Even though it’s the end of the road for KRÜ, they still have an opportunity to qualify for Champions through Last Chance Qualifiers or if Leviatán performs poorly in Copenhagen. The players believe they haven’t performed to their highest level yet and that they have more to give.

“I believe the team is growing stronger and stronger every time,” Leazo said. “Every one of them knows their true potential.”

OpTic vs. XSET rematch at Masters Copenhagen

With the playoff bracket already set, OpTic will face XSET in the first round. It’s a matchup that fans of North America’s VCT have seen often enough. Most recently, the two teams clashed in the grand finals of Challengers where XSET overpowered an admittedly COVID-wracked OpTic.

“I think the entire thing is terrible,” OpTic’s in-game leader, Pujan “FNS” Mehta, said. “The fact that teams are getting placed into playoffs through online play … I just don’t think that’s good.”

The way the bracket has resolved, it won’t be the only Challengers grand finals rematch. Fnatic will play against FunPlus Phoenix in a rematch from Europe, Middle East and Africa. The players on all sides aren’t thrilled about the prospect of another bout with regional rivals when there’s so many strong international teams to be played.

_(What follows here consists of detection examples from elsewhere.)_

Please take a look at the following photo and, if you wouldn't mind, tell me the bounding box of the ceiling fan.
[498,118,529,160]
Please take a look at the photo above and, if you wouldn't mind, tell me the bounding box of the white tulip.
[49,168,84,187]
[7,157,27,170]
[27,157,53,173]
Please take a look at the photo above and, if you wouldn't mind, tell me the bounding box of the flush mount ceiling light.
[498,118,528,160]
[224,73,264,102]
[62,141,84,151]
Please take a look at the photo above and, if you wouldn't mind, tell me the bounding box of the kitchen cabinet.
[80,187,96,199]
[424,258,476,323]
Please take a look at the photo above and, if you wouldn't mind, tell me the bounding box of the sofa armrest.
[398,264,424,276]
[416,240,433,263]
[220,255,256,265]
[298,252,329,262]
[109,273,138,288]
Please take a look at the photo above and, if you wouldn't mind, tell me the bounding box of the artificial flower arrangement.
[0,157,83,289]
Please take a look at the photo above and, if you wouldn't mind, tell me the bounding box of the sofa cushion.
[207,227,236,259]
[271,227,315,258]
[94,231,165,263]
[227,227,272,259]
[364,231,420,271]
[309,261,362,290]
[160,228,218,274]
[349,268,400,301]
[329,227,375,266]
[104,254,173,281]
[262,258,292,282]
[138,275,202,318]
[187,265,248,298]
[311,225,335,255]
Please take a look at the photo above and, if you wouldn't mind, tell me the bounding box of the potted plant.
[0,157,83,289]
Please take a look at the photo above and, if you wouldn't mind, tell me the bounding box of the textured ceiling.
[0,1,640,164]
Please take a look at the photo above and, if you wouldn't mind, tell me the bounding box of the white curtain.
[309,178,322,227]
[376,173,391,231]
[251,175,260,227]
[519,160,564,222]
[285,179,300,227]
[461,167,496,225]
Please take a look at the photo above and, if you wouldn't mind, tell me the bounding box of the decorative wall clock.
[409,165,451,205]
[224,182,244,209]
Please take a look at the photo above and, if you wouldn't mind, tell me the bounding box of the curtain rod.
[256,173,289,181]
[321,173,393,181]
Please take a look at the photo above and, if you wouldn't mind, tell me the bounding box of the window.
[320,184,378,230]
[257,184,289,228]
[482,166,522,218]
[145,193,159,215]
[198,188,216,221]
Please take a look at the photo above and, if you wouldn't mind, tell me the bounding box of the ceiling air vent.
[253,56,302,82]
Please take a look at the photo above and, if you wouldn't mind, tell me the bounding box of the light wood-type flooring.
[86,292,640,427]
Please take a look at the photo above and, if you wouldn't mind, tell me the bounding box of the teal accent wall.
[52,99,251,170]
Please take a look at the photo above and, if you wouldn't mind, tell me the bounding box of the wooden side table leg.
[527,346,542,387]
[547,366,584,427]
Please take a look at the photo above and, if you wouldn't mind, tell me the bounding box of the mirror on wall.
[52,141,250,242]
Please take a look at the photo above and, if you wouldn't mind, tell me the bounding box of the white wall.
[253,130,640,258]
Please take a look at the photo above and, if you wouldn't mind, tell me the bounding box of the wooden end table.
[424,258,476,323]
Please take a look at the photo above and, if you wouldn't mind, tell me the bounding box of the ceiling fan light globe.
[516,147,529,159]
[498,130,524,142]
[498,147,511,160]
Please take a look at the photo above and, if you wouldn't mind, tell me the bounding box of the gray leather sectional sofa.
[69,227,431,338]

“It sucks that we’re having to play a North American team,” FNS said. “This is the third time we’re playing a North American team in the third round, so there’s definitely something wrong with that.”

It’s hard not to think of OpTic as favorites heading into the match. They may be the second seeds, but they’re still OpTic.

More than their regional opponent, though, the team OpTic are most concerned about facing is DRX.

“The team that will probably be our rivals is DRX,” OpTic coach Chet “Chet” Singh said. “This time around they showed that they don’t have to follow a rigid game plan anymore. And they actually play to adapt more than they did previously in the last Masters.”